Exploring Phonetic Context-Aware Lip-Sync For Talking Face Generation
Se Jin Park, Minsu Kim, Jeongsoo Choi, Yong Man Ro
TL;DR
The paper tackles realistic lip-sync in talking-face generation by modeling phonetic context to address coarticulation. It introduces Context-Aware Lip-Sync (CALS), a two-module framework: Audio-to-Lip (A2L) converts phonetic-contextualized phones into lip motion units via masked learning, and Lip-to-Face (L2F) synthesizes the target identity using those units. A discriminative sync loss combining audio-visual alignment (d_av) and visual discriminative consistency (d_vv) enforces synchronized and distinctive lip motion. Experiments on LRW, LRS2, and HDTF show CALS achieving superior lip-sync and visual quality, with an effective context window of about 1.2 seconds.
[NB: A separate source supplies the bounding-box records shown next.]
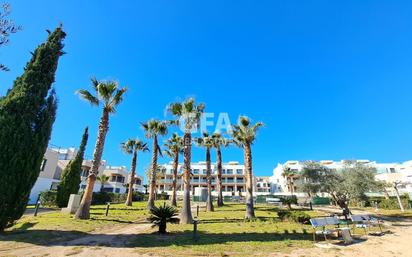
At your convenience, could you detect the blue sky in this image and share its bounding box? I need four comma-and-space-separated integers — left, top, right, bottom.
0, 0, 412, 178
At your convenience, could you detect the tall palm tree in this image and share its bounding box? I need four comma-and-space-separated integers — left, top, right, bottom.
121, 138, 149, 206
232, 116, 263, 219
142, 119, 168, 210
164, 133, 183, 207
196, 132, 214, 212
75, 78, 127, 219
167, 98, 205, 224
282, 167, 297, 195
96, 174, 110, 192
212, 132, 230, 207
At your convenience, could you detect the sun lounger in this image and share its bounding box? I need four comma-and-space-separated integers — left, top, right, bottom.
310, 217, 340, 242
351, 215, 382, 235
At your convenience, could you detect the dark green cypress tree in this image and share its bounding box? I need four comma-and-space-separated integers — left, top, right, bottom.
56, 128, 89, 208
0, 26, 66, 231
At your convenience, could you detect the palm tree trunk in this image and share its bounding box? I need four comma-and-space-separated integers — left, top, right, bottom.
244, 144, 255, 219
206, 147, 214, 212
216, 147, 224, 207
170, 150, 179, 207
126, 149, 137, 206
75, 109, 109, 220
147, 135, 158, 210
180, 131, 193, 224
The approach yields temporally stable, phoneme-aware lip movements across identities, advancing practical talking-face generation.
Abstract
Talking face generation is the challenging task of synthesizing a natural and realistic face that requires accurate synchronization with a given audio. Due to co-articulation, where an isolated phone is influenced by the preceding or following phones, the articulation of a phone varies upon the phonetic context. Therefore, modeling lip motion with the phonetic context can generate more spatio-temporally aligned lip movement. In this respect, we investigate the phonetic context in generating lip motion for talking face generation. We propose Context-Aware Lip-Sync framework (CALS), which explicitly leverages phonetic context to generate lip movement of the target face. CALS is comprised of an Audio-to-Lip module and a Lip-to-Face module. The former is pretrained based on masked learning to map each phone to a contextualized lip motion unit. The contextualized lip motion unit then guides the latter in synthesizing a target identity with context-aware lip motion. From extensive experiments, we verify that simply exploiting the phonetic context in the proposed CALS framework effectively enhances spatio-temporal alignment. We also demonstrate the extent to which the phonetic context assists in lip synchronization and find the effective window size for lip generation to be approximately 1.2 seconds.